The Dark Man was nearby.
Clarey’s mind concentrated now on the call she had sent out an hour ago, the call only the children could hear, the call that would draw them to the Circle.
Someday, she supposed, she, too, would die. What would the Dark Man do then? Without her, would it all end, as he had always said?
She doubted it.
No, he would simply find someone else to take her place, someone else to don the robes and summon the children.
But it wouldn’t be someone like her, who loved the children, who felt a small piece of herself die each time a new child was taken into the Circle.
Still, despite all the tiny fragments that had died within her over the years, she still lived, still clung to the hope of destroying the Circle. Still searched for a way to destroy the Dark Man and release the children from the living death to which he had condemned them.
She stiffened, sensing something different in the clearing where the children were gathering.
Long ago she had tuned her mind to sense each of them, so that always she knew where they were, what they were doing.
Except for the two.
The two the Dark Man had released from the swamp sixteen years ago.
Those two had been experiments. The Dark Man had wanted to watch them, wanted to see what would happen to them if they grew up beyond the Circle.
One of them he had sent far away, but the other one he had kept close by.
And Clarey Lambert knew why.
He wanted to watch Michael Sheffield, wanted to see how far the summons could reach.
On each of the nights when there had been a ceremony, she had watched the Dark Man scanning the faces of the children, searching for Michael.
Until tonight, Michael had never been there.
She’d felt him sometimes, felt him in the swamp, searching for the island where they were gathered. But he’d never found them, for she had never reached out and guided him.
But now the girl had come back. Today, the two of them had met, and tonight, together, they had heard the summons clearly, and responded.
From the shelter of the trees that concealed her, Clarey saw them in the clearing, waiting with the others. Saw them and felt a terrible dread.
The fire in the center of the clearing was not big, but it blazed brightly, its flames licking at the darkness, illuminating the altar in front of which it had been built, its damp wood spitting embers outward toward the semicircle of children who stood in motionless silence around it. There were twenty-five of them, ranging in age from four to nearly twenty. They wore tattered clothes, clothes that had been worn by other children before them, and there was a sameness to their faces.
The narrow faces of the swamp rats, framed by scraggly, ill-kempt hair.
They were thin children, their bony frames a product of the poverty in which they lived, and though their eyes reflected the light of the fire, still there was a dullness to them, as if the inner light of their youth had long since gone out.
They looked old, not so much in the tiredness of their stance, for many of them stood straight and tall, but old in spirit, as if their lives were already over.

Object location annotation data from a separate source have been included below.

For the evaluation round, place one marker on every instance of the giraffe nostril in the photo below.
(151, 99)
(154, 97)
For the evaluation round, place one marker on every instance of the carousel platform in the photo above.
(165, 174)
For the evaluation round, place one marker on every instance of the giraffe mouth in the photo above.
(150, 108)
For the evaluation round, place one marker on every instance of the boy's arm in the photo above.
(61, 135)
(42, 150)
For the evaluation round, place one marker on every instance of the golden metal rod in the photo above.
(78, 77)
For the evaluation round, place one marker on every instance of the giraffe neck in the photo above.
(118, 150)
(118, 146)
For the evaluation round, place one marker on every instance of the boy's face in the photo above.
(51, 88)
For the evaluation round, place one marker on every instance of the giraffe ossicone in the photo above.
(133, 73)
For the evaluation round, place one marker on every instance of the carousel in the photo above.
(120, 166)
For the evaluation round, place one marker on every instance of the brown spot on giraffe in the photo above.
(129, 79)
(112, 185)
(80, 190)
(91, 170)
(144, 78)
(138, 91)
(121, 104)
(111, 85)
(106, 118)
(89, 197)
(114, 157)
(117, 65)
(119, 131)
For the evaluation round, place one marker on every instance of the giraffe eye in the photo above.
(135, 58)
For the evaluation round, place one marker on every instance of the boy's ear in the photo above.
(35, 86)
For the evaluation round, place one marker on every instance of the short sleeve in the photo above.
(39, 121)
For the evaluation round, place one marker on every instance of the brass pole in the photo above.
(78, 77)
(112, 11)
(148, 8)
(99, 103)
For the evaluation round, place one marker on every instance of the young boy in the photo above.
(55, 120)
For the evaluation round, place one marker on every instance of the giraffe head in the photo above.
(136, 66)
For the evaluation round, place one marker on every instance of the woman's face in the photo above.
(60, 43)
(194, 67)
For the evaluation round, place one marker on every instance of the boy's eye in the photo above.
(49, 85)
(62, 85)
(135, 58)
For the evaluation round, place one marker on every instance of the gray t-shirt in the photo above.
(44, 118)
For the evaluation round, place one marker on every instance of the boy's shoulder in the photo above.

Kelly and Michael, standing close together toward one end of the semicircle, were unaware of the stark contrast they made to the others in the group, for already they had been mesmerized by the hypnotic call emanating from Clarey Lambert’s mind. All they were aware of was that somehow they belonged here, that somehow they shared a kinship with these children they’d never seen before.
With the others, they waited.
Something was about to happen, and though neither of them was aware of what it might be, they both knew they would be a part of it.
There was a movement in the trees beyond the altar, and a figure stepped out of the shadowed darkness. A figure clad in flowing robes of scarlet velvet, embroidered in gold and silver. The figure paused, staring out at the children, and then its arms rose, spreading wide.